Gallery Chosun hosts Bona Park’s solo exhibition, Whistlers from 2 August to 22 September 2024. Bona Park, who has written and worked on the boundary between art and life, and on labor in art will explore friendship among women in the exhibition. The friendship she refers to means support and solidarity between women.
Whistlers started through an association with WING, an organisation supporting the resilience of women exiting prostitution. Established in 1953 to care for war orphans and widows, WING has been supporting women who have left the sex trade and those who have suffered violence since 1996. Since Park happened to read an interview of the CEO of the organization and wrote about them, she has been connected to them by eating meals together and conducting workshops. Park explains that Whistlers has to do not with an ‘outside’ that is separate from her but with an ‘outside’ that is part of her which blossoms as friendship with women.
Whistlers (2023), which shares the same title as the exhibition, is a video work that Park produced at a WING workshop with the women last year.

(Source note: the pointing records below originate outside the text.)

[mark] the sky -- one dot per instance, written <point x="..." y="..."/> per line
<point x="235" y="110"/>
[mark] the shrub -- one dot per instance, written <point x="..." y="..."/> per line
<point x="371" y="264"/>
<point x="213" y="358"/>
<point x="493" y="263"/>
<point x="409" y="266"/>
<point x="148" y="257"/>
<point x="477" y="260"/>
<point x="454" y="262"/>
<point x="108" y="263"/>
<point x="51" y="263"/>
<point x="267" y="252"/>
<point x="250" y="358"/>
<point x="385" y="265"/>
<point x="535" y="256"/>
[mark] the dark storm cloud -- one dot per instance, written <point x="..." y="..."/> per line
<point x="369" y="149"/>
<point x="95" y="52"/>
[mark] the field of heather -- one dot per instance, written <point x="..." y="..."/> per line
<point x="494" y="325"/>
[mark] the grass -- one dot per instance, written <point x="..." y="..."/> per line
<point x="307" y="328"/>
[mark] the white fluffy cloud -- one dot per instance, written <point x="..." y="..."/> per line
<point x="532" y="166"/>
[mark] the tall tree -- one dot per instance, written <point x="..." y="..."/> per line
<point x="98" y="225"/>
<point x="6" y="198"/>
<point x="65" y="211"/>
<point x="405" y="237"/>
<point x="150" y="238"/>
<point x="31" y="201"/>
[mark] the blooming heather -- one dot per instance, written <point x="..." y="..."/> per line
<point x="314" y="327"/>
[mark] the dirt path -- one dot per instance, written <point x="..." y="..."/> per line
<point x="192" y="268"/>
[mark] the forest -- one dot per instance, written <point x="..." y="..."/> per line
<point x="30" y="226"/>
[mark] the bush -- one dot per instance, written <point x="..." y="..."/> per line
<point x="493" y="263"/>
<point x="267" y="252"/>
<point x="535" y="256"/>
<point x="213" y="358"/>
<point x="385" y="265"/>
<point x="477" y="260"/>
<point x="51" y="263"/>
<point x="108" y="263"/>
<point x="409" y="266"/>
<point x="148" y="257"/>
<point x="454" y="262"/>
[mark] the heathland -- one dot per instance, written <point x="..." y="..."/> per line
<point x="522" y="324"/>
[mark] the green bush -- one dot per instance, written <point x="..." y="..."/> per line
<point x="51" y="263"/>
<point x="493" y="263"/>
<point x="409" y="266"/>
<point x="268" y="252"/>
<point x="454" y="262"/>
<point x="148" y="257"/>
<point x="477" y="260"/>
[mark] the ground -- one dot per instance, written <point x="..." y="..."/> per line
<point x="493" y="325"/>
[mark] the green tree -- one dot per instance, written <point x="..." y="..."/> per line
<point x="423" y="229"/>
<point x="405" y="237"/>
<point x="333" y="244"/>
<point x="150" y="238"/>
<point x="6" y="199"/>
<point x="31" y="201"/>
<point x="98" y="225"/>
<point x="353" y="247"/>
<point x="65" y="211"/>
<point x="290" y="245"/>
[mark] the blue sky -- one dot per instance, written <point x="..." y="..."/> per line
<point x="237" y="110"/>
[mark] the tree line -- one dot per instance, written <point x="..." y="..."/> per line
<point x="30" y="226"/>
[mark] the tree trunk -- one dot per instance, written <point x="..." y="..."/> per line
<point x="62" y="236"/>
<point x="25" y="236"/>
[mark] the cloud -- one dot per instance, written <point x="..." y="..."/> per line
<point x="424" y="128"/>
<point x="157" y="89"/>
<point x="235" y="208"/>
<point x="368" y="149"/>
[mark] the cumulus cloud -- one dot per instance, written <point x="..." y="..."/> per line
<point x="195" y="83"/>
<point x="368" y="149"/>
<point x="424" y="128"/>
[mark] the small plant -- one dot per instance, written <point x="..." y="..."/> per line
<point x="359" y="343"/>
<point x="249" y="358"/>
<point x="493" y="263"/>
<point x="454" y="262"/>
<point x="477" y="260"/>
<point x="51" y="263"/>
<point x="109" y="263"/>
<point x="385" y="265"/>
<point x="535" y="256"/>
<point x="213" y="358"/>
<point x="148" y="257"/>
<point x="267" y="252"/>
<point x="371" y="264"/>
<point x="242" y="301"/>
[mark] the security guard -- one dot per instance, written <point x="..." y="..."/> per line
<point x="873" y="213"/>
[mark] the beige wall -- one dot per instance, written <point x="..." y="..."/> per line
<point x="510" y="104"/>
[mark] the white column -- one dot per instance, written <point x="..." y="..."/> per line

It shows a performance of serial whistling, as 12 women standing side-by-side take turns inhaling and exhaling each other’s breaths. Sharing breath turns into a poem, and it gets embroidered on t-shirts donated by the artist’s friends in How to Whistle (2024). phwee phwee fweet fweet (2024) is a video work in which two actors read six letters that Park’s friends including actors wrote to their friends, whispering an emotional intimacy that transcends language and logic. This intimacy continues in Mountains (2024), where participants at the 2023 WING workshop depicted what they cherished, held in their hands.
Many of Park’s works and projects question social systems, including art, economy and history by uncovering the various structures and labors therein. By juxtaposing art with social conditions, her practice creates awkward situations that confuse and upend the boundary between art and daily life. The box in a plastic bag (La boîte - en - sac plastique) (2010) is a performance in which the participating artists and museum staff who contributed for making exhibitions at the private view carry around plastic bags of groceries their usual dinner habits. In I tell what you believe 1 (2013) is her performance in which invigilators walk in the museum, wearing tap dance shoes written ‘I tell what you believe’ throughout the exhibition, making cracking noises in the museum. She has also collaborated with foley artists who work behind cameras to produce images. Through these works, Park blurred the boundary between art and life and highlighted labor and collaboration in art, which led to uncomfortable questions about the system.
Bona Park’s solo exhibition, Friends in Gallery Chosun in 2013 focused on the people she collaborated with, such as a performer for playing piano and a shoe-shiner who shone her shoes for the opening. On the other hand, the exhibition, Whistlers in 2024 is more about the trust, friendship, and intimacy that emerge through the process of collaboration.

Bona Park engages in works that critically examine the social system by overlapping the ways images are created in art, the stories and labor of those who create them, and the functioning of the economy and history outside of art. The artist creates awkward and uncomfortable situations that often blur the boundaries between art and everyday life through various mediums such as performance, video, and installation. Bona Park graduated with a degree in English Language and Literature and Journalism and Broadcasting from Sogang University in 2000, and completed a degree in Sculptural Arts at Korea National University of Arts in 2004. She earned an MFA in Art Practice from Goldsmiths College in London in 2008. She currently resides and works in Seoul.

Gallery Chosun was established in 2004 in Bukchon, an area in Seoul known for its vibrant art scene comprising prominent art galleries and the National Museum of Modern and Contemporary Art. With a reputation for providing a versatile environment for its forward-thinking exhibitions, Gallery Chosun is committed to becoming an ultimate paradigm for Korean contemporary art.